Via accompanying ligand, radiotracer ([99mTc][Tc-HYNIC/EDDA]-Tyr) was promptly come into possession. According to chromato-graphic analysis, most of the radioactivity was associated with tracer and the contribution of radioactivity to impurities was negligible, indicating proper formulation and selection of the proper ligand and components for labeling. The right amount of cell binding (13.82±0.73% at 1 h), which is significantly blocked and reduced (about 69%) in the existence of the amino acid tyrosine, indicates the amino acid mediated uptake and the specificity of the radiotracer binding to the melanoma cells. L-type amino acid transporter 1 (LAT1) preferentially transports most of the essential amino acids and is known to be upregulated in a wide spectrum of primary tumors and metastatic lesions from over 20 tissue/organ origins (3). Furthermore, correlations between the LAT1 expressions with poor prognosis have been indicated in various tumors (13-15) and that LAT1 is suitable as a target for radionuclide therapy (16, 17). Considering the above-mentioned facts, it can be argued that amino acid tyrosine based radiotracer structure can play a meaningful role in the observed binding of the compound to the target cell. This binding can provide the necessities for the use of this radiotracer as a diagnostic agent.

Via this investigation the in vivo biodistribution in C57 mice followed by B16F10 melanoma tumor accumulation have been studied and according to the biodistribution results it can be said that the radiotracer ([99mTc][Tc-HYNIC/EDDA]-Tyr) illustrate extremely favorable biological distribution and with store in the tumor and removal through urinary tracts. In this way, low uptake level for liver showed that the elimination through bile was a minor route. High absorption ratio for tumor/muscle in primary times (5.11 and 3.55 at 30 min and 1 hr after injection, respectively) shows the absorption properties for the tumor area. As well as, the durability of this ratio over time passing (3.45 at 2 hr after injection) can be relevance to the entry of radiotracer within the tumor cells.

The significant reduction in tumor uptake for blocked comparison with nonblocked experiment (1.04±0.08% of ID/g versus 2.15±0.09% of ID/g, respectively) elucidated the absence of radiotracer accumulation in the tumor unrelated to receptor binding and confirmed the specificity of the radiotracer accumulation in the tumor. These findings can verify that radiotracer have ability to use for imaging of melanoma tumor especially in early stage and after labeling with promising radionuclides could be used as a therapeutic agent.

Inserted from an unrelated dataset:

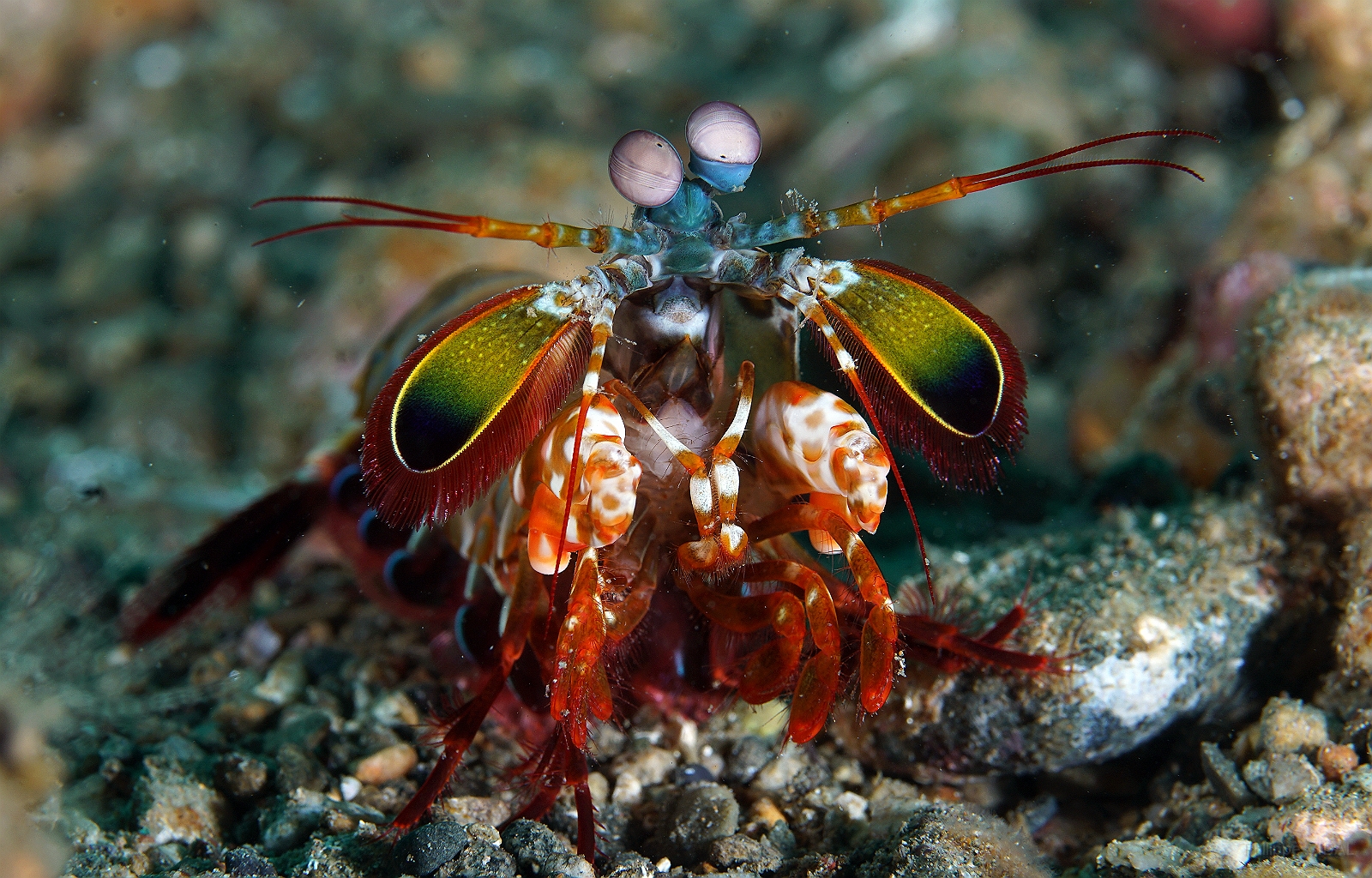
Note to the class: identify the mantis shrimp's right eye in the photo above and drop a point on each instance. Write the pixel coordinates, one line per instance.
(645, 169)
(724, 132)
(725, 144)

For this radiotracer , in rat induced C6 glioma tumor, the tumor/muscle ratios of 5.43, 5.58 and 8.90 at 30 min, 1 hr and 2 hr after injection have been reported respectively (10). Also, the previous study proved the advantage of this radiotracer for its good sensitivity in detection of glioma tumor (10). In comparison, in mice with B16F10 melanoma tumor this radiotracer showed lower tumor/muscle ratios (5.11 versus 5.43, 3.55 versus 5.58 and 3.45 versus 8.9 at 30 min, 1 hr and 2 hr after injection, respectively). On the other hand, this lower ratio can be mediated through the use of melanoma cell lines, which can represent lower values of LAT1 compare to C6 glioma cells.

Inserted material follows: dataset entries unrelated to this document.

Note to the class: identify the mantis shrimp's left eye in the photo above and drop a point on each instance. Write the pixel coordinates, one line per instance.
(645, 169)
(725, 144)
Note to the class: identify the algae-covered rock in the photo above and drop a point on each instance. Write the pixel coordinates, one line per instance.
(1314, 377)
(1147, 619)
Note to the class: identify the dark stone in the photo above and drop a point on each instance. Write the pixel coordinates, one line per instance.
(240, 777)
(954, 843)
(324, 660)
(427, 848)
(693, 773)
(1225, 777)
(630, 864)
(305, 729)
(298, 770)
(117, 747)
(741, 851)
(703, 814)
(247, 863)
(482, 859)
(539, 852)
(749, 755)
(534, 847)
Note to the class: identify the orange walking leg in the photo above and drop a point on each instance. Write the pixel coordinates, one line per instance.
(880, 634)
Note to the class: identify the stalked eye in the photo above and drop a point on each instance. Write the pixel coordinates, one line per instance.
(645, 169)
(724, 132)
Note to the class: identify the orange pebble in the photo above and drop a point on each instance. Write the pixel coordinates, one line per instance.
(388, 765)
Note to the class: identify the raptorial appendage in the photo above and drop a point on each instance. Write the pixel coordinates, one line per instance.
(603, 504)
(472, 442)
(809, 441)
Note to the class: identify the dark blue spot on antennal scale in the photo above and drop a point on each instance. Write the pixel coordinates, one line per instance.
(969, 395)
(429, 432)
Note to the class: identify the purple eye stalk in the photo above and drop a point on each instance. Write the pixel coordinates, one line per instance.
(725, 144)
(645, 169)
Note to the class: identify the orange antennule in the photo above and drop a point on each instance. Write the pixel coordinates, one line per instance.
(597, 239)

It should be noted that in order to see the tumor area, the sufficient number of molecules of the radiotracer are attached to tumor cells is needed. Therefore, despite the lower tumor uptake in B16F10 melanoma tumor cells compare to rat C6 glioma tumor (2.15±0.09% of ID/g versus 2.61±0.09% of ID/g (10)) there were enough receptors for radiotracer accumulation and to see the tumor clearly in the image. Accordingly, it can be expected that this radiotracer can be used in the detection and diagnosis of melanoma tumors or after conjugation with therapeutic radionuclides, these tumors can be destroyed and treated.

Conclusion

A protein metabolism imaging agent was prepared easily with high yield. B16F10 melanoma cell evaluation resulted approve of radiotracer binding. The radiotracer showed effective tumor uptake and high tumor to normal organ ratios. As a consequence, [99mTc][Tc-HYNIC/EDDA]-Tyr seems to be a great nominate for SPECT imaging of tumors and is a favorable choice for targeted radionuclide therapy through further modification and labeling with thera-peutic radionuclides.